What about that Doctor Certified label on Fungix’s website? This label is something we’ve encountered numerous times researching hundreds of supplements and solutions, and have learned that it basically just means the company isn’t blatantly ripping people off.
However, we’ve encountered several instances where Doctor Certified staff have marked scammy websites (at least according to customer reviews) as making “ethical and accurate claims” and as providing an “honest representation of products.” As such, we’re not sure you should put a whole lot of stock in their verifications.

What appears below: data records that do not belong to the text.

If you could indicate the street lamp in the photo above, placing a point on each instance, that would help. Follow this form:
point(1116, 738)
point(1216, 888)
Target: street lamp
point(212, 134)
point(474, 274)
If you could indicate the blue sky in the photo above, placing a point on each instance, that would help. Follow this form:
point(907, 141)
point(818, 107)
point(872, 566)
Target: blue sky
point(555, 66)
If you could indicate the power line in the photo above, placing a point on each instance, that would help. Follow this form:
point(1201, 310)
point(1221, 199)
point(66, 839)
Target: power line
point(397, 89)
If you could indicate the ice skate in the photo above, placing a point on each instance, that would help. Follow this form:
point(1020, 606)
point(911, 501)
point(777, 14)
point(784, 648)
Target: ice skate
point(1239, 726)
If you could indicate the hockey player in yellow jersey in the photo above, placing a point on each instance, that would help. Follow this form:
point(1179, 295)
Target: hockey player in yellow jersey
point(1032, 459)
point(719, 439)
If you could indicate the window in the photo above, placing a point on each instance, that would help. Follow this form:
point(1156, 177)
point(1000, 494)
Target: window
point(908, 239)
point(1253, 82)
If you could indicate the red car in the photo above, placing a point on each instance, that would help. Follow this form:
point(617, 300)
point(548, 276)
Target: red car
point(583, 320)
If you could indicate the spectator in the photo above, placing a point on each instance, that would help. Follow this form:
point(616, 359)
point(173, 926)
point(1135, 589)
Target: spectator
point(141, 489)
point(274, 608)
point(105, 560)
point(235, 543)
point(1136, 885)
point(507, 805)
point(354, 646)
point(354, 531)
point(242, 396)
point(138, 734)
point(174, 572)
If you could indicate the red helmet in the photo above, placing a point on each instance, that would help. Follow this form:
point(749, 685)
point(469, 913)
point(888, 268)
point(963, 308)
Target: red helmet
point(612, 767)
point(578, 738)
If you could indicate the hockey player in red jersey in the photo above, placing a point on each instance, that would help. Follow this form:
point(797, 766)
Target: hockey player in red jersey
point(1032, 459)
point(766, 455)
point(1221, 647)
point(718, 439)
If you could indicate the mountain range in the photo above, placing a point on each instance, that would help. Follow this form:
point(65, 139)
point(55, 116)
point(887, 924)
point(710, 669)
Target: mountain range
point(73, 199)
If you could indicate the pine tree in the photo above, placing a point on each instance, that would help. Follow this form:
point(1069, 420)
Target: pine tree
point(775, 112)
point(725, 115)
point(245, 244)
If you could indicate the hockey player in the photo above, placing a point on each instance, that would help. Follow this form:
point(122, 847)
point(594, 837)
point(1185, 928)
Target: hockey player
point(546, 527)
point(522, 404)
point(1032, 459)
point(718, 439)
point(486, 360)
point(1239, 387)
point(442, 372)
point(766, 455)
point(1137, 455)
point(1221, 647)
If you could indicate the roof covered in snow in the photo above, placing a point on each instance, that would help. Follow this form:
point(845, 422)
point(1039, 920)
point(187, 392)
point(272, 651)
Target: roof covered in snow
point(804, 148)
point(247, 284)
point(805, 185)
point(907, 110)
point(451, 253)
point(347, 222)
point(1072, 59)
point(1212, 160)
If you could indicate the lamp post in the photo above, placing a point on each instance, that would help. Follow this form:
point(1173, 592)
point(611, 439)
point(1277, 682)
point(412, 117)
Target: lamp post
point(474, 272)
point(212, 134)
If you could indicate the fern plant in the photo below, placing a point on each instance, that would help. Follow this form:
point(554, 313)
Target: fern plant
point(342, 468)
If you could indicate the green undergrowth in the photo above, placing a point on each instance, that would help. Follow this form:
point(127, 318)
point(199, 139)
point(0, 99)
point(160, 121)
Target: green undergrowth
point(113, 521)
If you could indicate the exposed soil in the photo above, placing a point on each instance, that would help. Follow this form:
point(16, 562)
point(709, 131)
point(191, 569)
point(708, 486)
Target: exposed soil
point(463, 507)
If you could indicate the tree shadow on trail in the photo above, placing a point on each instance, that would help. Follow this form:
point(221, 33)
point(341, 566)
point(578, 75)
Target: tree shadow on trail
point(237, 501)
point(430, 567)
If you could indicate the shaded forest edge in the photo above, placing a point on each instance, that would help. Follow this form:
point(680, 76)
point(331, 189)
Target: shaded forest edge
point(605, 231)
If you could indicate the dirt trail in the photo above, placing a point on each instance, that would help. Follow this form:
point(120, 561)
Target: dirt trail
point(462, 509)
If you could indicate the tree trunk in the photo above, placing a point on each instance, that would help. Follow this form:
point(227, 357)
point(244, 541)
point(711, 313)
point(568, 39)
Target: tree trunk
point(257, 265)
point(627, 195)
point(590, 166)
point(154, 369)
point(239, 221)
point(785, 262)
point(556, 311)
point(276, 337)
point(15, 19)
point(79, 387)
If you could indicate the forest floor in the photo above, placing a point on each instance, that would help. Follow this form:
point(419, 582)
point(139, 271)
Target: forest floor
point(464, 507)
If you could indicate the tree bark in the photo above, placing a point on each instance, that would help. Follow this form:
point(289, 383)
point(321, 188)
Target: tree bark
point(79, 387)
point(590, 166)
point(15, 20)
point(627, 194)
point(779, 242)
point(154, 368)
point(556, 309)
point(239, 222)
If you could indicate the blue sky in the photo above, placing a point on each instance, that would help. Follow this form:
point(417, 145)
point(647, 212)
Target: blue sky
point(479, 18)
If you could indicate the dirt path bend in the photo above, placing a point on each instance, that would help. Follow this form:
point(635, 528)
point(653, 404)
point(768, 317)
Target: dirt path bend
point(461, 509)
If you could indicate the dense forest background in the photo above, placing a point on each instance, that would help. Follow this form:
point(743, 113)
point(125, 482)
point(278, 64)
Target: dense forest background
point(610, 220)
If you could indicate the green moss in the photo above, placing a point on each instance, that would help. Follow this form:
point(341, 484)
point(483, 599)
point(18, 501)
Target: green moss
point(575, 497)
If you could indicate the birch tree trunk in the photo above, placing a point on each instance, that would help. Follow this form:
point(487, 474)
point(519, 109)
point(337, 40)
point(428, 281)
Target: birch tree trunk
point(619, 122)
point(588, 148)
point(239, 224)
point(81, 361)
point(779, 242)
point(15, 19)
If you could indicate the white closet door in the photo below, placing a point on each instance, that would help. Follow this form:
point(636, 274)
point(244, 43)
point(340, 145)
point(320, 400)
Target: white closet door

The bottom line? If you’re suffering from a fungal nail infections, there seem to be a lot of similar products as Fungix, but which could offer much greater value for your money.
Did Fungix help stop your fungal infection in its tracks, or was it a total dud? Tell us about your experience by writing a review below!
Fungix is a bust
I tried Fungix for over a month. I have not experienced any change in the color or health of the nail. It appears my nails have not grown since the application of Fungix. I kept trimming the nails back until I've reached a point that there is almost no nail left. I've scrubbed the area that used to be under the nail; no results or growth.